The house at The Grange was built by Edward
Drewe’s son, Sir Thomas Drewe, who was knighted at the coronation of James
I as King of England in 1603.
Sir Thomas Drewe built The Grange early in the reign of James I, between 1603
and about 1610. The lands surrounding the house, which would have been used
for farming under lease to tenant farmers, consisted of 3,668 acres, growing
wheat and other food crops, and raising livestock.

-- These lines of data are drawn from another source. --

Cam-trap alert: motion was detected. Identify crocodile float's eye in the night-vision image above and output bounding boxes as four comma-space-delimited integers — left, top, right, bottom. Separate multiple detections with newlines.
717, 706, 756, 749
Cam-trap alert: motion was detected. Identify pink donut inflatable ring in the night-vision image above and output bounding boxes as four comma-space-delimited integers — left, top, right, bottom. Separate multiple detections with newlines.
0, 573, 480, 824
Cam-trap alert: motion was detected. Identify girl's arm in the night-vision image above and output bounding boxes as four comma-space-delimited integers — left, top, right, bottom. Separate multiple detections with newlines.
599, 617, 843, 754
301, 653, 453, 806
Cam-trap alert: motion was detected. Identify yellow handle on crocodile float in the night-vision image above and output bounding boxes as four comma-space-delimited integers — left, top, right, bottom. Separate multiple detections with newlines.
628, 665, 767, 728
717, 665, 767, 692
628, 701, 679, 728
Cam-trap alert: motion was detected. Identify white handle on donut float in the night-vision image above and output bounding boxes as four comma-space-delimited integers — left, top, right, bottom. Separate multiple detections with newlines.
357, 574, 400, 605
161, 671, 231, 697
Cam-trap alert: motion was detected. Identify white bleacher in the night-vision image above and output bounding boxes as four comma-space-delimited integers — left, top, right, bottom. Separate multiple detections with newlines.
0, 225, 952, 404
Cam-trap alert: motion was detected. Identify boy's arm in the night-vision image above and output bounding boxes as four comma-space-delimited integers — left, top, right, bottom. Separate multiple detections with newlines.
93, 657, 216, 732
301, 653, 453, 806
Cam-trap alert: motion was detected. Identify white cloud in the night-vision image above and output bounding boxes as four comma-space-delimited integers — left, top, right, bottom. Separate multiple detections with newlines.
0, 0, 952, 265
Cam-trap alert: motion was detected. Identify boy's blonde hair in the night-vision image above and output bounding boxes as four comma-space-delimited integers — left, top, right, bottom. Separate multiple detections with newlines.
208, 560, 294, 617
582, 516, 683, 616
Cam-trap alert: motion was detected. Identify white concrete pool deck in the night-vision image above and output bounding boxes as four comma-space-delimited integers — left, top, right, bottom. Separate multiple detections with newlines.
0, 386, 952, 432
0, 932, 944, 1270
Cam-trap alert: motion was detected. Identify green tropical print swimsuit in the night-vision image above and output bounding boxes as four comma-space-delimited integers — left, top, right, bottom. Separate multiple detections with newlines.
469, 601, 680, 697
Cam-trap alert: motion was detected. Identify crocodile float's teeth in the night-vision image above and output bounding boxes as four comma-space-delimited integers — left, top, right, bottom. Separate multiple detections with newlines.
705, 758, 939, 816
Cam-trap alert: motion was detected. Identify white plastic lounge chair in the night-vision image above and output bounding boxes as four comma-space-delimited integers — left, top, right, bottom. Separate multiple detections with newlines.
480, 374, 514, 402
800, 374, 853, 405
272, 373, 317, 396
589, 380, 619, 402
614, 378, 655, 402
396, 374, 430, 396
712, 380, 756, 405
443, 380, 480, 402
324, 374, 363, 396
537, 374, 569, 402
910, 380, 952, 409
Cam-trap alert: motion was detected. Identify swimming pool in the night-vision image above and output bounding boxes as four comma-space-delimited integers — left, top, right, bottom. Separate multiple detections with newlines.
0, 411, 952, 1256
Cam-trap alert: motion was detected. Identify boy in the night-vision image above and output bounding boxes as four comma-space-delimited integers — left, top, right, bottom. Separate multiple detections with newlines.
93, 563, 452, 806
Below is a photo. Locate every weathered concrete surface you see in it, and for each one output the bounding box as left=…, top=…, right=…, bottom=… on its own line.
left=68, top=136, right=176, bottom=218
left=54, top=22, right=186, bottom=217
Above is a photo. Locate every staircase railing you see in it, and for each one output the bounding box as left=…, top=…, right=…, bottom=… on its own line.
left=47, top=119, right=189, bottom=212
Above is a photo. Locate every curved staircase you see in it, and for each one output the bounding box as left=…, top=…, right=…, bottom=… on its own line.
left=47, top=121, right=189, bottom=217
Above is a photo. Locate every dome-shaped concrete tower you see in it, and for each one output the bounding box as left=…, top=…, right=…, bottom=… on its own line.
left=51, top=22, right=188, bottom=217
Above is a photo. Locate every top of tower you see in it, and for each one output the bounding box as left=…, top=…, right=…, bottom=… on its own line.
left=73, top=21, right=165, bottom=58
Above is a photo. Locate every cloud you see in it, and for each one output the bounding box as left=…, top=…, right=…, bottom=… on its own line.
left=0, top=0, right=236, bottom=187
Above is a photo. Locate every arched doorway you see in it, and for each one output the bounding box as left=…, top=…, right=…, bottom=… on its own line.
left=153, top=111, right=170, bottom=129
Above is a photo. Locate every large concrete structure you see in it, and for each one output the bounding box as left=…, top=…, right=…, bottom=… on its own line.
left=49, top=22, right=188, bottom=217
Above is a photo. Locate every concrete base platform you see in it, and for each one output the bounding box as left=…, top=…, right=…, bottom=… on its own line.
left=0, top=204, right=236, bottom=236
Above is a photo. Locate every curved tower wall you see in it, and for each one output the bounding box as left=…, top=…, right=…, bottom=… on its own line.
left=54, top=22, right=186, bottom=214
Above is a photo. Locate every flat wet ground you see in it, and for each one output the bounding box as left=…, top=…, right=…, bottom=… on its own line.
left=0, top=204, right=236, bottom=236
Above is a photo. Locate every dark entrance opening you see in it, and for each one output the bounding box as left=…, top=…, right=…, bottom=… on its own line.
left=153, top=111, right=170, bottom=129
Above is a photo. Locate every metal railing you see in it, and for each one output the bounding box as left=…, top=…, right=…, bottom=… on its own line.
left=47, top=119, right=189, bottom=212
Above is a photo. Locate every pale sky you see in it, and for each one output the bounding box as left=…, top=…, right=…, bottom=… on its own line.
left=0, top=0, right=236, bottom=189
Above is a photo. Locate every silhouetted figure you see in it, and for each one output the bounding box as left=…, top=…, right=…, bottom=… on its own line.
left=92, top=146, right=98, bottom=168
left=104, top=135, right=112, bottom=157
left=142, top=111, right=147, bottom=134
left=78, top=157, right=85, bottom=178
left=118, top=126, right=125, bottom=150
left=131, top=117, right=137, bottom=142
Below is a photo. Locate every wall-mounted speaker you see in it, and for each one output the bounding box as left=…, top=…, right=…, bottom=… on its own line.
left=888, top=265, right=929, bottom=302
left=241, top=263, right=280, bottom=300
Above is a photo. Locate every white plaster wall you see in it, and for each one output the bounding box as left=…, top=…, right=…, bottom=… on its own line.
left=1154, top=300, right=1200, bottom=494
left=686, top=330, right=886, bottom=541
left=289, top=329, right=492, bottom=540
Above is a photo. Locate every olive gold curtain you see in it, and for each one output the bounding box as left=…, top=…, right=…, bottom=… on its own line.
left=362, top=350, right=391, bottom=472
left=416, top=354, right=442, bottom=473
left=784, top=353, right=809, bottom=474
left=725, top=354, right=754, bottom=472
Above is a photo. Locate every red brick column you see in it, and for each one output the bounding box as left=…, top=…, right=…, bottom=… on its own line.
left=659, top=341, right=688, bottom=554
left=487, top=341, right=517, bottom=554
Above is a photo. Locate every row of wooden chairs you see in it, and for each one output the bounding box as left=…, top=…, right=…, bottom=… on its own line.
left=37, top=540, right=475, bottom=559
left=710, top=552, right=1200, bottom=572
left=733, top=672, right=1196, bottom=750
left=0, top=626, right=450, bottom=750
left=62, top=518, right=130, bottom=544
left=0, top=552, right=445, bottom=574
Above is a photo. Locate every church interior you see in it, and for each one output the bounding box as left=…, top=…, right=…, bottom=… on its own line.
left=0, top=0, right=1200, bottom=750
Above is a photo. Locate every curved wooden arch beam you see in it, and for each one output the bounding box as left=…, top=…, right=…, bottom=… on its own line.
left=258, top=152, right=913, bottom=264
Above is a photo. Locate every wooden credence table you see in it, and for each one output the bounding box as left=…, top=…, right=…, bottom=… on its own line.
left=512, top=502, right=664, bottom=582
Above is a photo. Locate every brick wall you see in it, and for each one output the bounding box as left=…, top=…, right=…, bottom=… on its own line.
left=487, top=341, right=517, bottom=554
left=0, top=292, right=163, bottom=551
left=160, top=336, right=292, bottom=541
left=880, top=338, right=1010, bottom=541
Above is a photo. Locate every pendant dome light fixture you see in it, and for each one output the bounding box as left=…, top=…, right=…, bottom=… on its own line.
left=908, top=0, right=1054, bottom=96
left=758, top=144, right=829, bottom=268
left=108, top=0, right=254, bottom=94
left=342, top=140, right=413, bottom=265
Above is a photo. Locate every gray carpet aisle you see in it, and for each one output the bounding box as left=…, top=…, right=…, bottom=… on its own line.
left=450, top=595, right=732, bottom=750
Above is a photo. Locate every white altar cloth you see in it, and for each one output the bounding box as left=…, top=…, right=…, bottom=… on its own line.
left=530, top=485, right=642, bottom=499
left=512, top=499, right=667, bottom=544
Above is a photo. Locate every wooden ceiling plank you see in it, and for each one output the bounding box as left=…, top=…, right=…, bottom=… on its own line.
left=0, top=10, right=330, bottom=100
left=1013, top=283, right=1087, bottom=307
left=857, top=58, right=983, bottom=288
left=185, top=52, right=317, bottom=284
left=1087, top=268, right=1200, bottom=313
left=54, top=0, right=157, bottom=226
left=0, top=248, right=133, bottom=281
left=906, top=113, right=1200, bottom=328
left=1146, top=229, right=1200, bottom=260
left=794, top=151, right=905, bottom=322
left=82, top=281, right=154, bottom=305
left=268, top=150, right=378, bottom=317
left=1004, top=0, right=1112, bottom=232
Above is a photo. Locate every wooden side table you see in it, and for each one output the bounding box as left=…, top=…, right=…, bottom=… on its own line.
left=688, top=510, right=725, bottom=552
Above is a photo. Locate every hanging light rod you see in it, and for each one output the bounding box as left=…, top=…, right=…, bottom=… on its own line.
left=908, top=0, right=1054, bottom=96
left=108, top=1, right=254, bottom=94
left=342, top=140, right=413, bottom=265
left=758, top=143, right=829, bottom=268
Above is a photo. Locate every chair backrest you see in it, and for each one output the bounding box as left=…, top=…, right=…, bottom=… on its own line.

Families such as the Drewes were expected
to support the King in all things. The house of a family such as theirs was
meant to proclaim their social position as owners of the land and members of
the gentry class (minor nobility). They needed the house to demonstrate their
sophistication, wealth, and status. The paneled room was an impressive showpiece
on which to solidify their place in Jacobean society. While the Drewes were
not the wealthiest of their class, their home was a prosperous example of a
substantial country house.
There were about 4,500 families of the gentry class in King James’ England,
of a total population of about four million people. The age in which they lived
was also the age of Shakespeare, who arrived in London in the 1580s and began
writing plays and poems to be performed and published up until his death in
1616.
This was also the age of exploration, when English ships explored the coast
of North America. Jamestown, the first permanent English settlement in what
is now America was founded and named for King James and was built in the same
decade that The Grange home was built.